‘A Última Sessão de Freud’ promove reflexão sobre a aceitação de ideia divergente
Na quinta-feira, dia 24, uma semana antes de A Última Sessão de Freud entrar em cartaz, o ator Odilon Wagner dirigia seu carro até o ensaio e, pelo rádio, ouviu as primeiras notícias sobre a invasão russa à Ucrânia. “Impressionante, mais de 80 anos depois, o mundo não mudou nada, são sirenes, bombardeios e líderes vaidosos disputando poder, incapazes de dialogar”, pensou ele.
É no mesmo clima de tensão, no dia em que a Inglaterra declarou guerra à Alemanha de Hitler, em 1939, que se ambienta a ação da peça escrita pelo americano Mark St. Germain, com base no livro Deus em Questão, do psiquiatra Armand M. Nicholi Jr.
A Última Sessão de Freud, montagem dirigida por Elias Andreato, estreou na quinta, 3, na Sala Itaú Cultural, uma temporada gratuita, com uma proposta desafiadora para os tempos atuais: promover uma reflexão em torno da importância do debate e da aceitação de ideias divergentes.
O espetáculo realiza um encontro fictício entre o psicanalista austríaco Sigmund Freud (1856-1939), interpretado por Wagner, e o escritor, professor e teólogo irlandês C. S. Lewis (1898-1963), representado pelo ator Claudio Fontana. O primeiro, ateu convicto, não se conforma com a recente conversão de seu interlocutor. O segundo, intelectual respeitado, abraçou a crença em Deus e se declarou um cristão. “São duas pessoas dividindo ideias sem o objetivo de chegar a uma conclusão, porque cada um manterá a sua fé e o público jamais se sentirá pressionado a tomar partido”, define Fontana.
IDENTIFICAÇÃO
Odilon Wagner salienta que a peça sai do caráter cerebral e encanta as pessoas por uma identificação imediata, principalmente ao abordar temas como a violência das guerras e o medo da morte, algo que todos sentiram na pele durante a pandemia do coronavírus. Esta receptividade foi testada em ensaios abertos. “Fizemos questão de ouvir diferentes perfis de público até por uma coerência em relação ao trabalho que estamos desenvolvendo”, justifica.
Colegas da classe artística, psicólogos, médicos, religiosos, professores e pessoas que nem sequer carregavam referências sobre Freud e Lewis assistiram às apresentações-teste, nas últimas semanas, seguidas de bate-papo. “Todo mundo comenta o prejuízo da polarização vivida hoje em dia e sai estimulado para continuar as discussões geradas pelo espetáculo”, comenta Wagner.

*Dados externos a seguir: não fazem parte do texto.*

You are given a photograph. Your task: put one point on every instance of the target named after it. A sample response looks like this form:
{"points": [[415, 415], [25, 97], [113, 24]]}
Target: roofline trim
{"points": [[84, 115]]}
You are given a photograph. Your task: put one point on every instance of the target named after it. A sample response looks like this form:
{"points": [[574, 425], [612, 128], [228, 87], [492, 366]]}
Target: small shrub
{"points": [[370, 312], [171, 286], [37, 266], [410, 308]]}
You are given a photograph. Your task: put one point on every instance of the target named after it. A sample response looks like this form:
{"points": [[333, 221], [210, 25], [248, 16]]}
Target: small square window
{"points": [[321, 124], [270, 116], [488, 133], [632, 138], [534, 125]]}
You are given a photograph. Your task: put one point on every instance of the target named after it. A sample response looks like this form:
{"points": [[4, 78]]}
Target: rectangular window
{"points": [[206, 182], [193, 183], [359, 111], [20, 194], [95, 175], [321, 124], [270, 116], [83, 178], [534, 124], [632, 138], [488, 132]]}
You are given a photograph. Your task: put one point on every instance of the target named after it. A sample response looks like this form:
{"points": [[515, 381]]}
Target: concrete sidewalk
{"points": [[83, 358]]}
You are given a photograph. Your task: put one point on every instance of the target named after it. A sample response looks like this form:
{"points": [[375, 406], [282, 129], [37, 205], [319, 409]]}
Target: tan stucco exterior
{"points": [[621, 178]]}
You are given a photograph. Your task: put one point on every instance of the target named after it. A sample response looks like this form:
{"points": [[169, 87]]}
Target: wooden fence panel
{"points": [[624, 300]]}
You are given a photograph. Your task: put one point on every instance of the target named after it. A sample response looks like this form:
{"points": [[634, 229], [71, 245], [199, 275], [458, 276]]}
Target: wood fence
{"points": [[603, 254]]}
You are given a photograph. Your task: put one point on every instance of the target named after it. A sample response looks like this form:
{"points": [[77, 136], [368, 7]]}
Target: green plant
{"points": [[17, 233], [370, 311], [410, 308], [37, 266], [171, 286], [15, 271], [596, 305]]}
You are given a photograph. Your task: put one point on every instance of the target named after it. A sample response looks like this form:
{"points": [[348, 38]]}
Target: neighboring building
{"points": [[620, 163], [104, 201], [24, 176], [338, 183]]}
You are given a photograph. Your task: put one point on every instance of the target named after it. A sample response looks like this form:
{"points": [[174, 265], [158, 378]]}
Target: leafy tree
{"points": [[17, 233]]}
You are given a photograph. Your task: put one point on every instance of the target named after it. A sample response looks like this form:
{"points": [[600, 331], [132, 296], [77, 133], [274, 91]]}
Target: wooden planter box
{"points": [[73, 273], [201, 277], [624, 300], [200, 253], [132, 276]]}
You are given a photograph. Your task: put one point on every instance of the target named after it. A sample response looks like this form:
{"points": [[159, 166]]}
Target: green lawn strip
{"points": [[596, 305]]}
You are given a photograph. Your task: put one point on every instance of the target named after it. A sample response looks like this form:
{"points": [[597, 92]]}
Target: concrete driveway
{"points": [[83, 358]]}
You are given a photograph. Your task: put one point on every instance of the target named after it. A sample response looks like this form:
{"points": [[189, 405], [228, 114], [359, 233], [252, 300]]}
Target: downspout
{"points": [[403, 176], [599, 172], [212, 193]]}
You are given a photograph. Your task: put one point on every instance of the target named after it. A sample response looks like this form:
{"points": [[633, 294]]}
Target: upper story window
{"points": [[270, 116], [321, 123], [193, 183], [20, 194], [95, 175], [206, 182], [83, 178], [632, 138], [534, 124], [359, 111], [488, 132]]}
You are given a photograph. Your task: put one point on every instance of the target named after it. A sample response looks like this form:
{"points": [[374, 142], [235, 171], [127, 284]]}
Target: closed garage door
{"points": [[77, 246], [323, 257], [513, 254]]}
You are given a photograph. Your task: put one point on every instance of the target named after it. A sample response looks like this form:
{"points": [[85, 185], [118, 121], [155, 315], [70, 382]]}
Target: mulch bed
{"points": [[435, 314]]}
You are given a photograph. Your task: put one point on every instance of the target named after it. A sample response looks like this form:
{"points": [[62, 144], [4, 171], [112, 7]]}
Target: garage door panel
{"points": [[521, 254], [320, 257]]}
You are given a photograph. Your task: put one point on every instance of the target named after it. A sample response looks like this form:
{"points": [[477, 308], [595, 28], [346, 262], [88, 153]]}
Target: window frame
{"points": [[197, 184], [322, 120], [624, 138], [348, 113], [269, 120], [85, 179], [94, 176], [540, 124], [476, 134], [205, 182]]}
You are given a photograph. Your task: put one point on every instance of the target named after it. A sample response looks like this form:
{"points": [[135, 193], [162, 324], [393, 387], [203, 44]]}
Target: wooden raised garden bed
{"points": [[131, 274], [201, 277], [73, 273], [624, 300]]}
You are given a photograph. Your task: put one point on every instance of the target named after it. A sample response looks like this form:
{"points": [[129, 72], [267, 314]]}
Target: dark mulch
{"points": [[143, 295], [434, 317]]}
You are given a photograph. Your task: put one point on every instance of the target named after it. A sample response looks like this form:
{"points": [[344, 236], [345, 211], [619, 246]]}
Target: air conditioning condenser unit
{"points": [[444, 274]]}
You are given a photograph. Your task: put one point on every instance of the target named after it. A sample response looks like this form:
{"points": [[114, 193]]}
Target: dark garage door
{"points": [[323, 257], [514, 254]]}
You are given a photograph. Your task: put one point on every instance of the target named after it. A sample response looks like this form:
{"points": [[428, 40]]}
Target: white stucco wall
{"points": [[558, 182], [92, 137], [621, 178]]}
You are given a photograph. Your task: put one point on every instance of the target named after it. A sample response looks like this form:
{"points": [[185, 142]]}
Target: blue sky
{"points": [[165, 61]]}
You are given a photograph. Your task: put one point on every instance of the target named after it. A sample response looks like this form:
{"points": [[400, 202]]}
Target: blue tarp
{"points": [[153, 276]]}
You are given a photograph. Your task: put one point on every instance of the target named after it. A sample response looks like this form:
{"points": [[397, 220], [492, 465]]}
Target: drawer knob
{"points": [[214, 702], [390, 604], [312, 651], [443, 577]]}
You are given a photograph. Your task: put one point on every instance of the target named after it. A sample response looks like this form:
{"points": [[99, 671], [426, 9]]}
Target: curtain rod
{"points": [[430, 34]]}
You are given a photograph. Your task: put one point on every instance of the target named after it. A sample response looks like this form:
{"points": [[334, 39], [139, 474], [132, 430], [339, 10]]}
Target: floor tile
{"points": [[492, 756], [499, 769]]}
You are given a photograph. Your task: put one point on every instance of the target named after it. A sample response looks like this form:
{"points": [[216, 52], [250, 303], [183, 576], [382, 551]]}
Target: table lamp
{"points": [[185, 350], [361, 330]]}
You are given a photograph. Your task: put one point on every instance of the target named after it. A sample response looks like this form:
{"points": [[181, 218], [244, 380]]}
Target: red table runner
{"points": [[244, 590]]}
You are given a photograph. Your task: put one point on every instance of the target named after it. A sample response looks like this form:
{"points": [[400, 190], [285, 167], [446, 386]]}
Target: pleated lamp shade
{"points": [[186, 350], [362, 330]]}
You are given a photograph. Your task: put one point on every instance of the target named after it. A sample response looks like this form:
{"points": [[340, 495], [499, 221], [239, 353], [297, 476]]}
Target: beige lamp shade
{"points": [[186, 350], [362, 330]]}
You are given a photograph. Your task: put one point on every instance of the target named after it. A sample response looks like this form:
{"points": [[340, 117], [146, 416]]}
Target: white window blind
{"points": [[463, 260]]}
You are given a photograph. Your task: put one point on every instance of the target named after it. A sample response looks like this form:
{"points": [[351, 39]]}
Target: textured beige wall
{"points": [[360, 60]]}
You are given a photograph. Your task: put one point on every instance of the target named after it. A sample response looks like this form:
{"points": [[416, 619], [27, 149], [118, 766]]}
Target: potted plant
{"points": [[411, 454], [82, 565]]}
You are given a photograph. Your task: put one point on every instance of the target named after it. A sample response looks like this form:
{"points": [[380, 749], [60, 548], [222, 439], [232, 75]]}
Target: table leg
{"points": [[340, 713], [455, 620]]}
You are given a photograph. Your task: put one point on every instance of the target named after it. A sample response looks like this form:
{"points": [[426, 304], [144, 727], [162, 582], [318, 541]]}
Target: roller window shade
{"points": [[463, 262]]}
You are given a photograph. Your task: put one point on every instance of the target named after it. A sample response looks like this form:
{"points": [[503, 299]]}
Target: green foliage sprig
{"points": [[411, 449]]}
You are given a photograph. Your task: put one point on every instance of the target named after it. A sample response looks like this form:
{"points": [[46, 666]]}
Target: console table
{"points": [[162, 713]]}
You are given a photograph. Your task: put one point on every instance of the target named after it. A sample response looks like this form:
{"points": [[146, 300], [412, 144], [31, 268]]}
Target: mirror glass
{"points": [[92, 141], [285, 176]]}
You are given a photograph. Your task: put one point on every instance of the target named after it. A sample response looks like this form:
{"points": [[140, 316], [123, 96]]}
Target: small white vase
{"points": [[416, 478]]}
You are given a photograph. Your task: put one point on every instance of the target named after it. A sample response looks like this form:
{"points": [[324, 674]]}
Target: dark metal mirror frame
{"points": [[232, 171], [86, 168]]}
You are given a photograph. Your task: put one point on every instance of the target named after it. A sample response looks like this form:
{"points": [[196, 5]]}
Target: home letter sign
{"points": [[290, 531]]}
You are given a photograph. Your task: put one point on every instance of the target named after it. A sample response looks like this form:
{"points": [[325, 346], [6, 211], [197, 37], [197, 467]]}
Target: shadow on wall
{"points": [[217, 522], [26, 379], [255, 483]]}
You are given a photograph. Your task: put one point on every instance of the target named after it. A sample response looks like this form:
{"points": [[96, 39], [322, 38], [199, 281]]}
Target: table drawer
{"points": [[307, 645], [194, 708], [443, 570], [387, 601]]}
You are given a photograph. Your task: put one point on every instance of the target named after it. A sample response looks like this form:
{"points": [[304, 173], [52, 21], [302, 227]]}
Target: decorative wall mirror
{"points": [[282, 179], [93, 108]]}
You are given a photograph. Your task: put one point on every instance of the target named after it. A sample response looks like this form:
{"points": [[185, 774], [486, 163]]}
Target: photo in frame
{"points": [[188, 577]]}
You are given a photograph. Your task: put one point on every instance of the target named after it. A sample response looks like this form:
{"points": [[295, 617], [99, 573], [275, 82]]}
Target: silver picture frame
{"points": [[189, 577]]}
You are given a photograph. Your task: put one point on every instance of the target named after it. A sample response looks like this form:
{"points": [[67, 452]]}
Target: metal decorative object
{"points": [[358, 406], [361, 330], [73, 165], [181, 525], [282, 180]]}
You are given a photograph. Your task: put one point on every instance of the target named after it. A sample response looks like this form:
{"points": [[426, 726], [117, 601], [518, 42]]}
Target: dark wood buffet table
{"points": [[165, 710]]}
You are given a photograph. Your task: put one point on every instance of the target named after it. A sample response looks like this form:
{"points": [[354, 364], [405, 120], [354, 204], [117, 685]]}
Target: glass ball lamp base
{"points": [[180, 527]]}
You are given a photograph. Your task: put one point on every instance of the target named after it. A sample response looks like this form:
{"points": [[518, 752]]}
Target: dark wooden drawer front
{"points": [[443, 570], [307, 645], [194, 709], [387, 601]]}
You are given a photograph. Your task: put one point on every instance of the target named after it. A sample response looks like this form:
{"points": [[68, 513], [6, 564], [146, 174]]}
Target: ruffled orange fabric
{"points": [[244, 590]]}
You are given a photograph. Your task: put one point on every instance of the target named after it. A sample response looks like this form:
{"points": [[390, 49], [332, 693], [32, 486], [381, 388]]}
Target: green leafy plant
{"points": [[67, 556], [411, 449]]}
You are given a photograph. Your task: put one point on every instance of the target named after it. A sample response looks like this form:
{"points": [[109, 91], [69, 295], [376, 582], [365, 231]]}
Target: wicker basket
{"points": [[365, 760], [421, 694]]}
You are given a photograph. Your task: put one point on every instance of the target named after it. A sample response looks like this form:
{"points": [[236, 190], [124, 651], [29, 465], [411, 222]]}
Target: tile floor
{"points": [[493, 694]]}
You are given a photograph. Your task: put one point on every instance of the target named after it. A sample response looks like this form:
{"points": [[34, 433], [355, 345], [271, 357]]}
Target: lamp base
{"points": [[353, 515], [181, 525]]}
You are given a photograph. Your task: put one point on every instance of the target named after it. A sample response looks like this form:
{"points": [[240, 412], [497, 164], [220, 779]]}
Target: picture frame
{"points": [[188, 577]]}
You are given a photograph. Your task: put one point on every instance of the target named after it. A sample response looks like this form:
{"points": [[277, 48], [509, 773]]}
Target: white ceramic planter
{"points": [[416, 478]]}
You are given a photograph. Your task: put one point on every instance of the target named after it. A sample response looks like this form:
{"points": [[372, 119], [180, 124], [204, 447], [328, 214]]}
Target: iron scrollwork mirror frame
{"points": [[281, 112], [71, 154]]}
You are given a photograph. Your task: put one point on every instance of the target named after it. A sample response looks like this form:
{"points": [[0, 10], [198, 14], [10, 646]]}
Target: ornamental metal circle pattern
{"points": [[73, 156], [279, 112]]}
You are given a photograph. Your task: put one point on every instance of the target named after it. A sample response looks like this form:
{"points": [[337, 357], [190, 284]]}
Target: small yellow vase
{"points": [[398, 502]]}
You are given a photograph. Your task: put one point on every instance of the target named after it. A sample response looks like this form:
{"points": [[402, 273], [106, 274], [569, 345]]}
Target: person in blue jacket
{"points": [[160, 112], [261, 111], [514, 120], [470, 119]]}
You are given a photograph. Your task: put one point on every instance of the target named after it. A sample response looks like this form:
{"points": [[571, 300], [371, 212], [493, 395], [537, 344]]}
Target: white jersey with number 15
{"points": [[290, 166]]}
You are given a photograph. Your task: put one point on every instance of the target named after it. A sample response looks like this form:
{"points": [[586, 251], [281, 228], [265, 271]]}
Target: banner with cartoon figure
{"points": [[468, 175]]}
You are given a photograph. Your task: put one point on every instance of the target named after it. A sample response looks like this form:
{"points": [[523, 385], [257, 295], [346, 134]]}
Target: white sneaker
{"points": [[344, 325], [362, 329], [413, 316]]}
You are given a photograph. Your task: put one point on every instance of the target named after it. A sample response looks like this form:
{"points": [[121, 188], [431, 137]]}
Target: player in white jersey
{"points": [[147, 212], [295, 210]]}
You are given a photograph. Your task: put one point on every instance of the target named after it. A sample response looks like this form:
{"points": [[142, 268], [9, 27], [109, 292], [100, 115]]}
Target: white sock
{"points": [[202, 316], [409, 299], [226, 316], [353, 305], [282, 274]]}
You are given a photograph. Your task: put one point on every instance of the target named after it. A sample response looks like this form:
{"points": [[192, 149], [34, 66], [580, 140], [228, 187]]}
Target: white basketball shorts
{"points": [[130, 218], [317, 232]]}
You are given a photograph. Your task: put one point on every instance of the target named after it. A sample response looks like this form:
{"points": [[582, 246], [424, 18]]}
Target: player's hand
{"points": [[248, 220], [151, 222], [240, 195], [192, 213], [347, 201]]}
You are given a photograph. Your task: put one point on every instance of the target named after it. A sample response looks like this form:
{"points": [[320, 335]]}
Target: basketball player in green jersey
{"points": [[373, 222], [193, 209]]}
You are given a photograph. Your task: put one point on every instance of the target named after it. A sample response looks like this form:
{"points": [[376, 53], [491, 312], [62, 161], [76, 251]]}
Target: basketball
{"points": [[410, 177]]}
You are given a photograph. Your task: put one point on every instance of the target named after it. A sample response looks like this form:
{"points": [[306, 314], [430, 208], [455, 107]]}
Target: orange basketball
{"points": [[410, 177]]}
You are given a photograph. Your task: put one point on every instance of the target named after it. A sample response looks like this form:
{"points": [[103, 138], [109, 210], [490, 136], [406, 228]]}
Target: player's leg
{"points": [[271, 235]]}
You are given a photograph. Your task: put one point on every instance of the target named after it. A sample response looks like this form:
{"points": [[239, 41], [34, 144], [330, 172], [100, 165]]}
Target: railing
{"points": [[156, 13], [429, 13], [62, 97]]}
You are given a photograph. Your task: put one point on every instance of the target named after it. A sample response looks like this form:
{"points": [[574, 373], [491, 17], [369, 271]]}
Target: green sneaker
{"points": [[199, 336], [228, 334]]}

Elias Andreato respirou aliviado depois de ter acesso aos primeiros retornos. O diretor confessa que sua maior preocupação era tornar o texto de St. Germain palatável, ainda mais diante de uma plateia heterogênea – afinal, não pode ser esquecido que a primeira temporada terá entrada franca. “É sempre necessário falar de religião e ciência, mas neste momento ninguém tem paciência para nada, nem para respeitar a opinião alheia ou mesmo para encarar uma peça que exija uma reflexão profunda”, lamenta.
Diante da proposta de ampliar o alcance, o diretor dispensou simbologias e desenvolveu uma encenação realista, como as chamadas “peças de gabinete”, que reproduzem com o máximo de fidelidade o ambiente das ações. Quando a cortina do teatro for aberta, por exemplo, o público verá uma reconstituição do consultório londrino de Freud, graças ao cenário assinado por Fabio Namatame. “Deixei o cotidiano fluir diante do espectador como um dinâmico jogo de pingue-pongue para que ninguém se sinta diminuído ou entediado com a história”, conta Andreato.
Se para Freud e Lewis a questão religiosa vira polêmica, o mesmo embate não existe entre os intérpretes dos personagens. Filho de judeus, Odilon Wagner, de 68 anos, cresceu em meio às tradições familiares, mas confessa que, apesar do respeito, não se conectou ao judaísmo. A identificação veio através do espiritismo, que segue há quatro décadas, e, segundo ele, transformou seu mundo. “O espiritismo me trouxe uma sedimentação e me ensinou coisas que, mesmo adulto, não conseguia entender”, diz.
Também espírita, Claudio Fontana, de 59 anos, foi criado entre católicos e, na adolescência, se declarou ateu por discordar de tantos dogmas. Descobriu a própria religião depois dos 30 e garante que mudou muito o seu jeito de encarar a vida. “Não há uma receita para a religiosidade, cada um em algum momento pode encontrar a sua, mas o que me cativou são os valores do espiritismo e o fato de não se apoiar em uma estrutura hierárquica, como outras religiões”, completa.
As informações são do jornal O Estado de S. Paulo.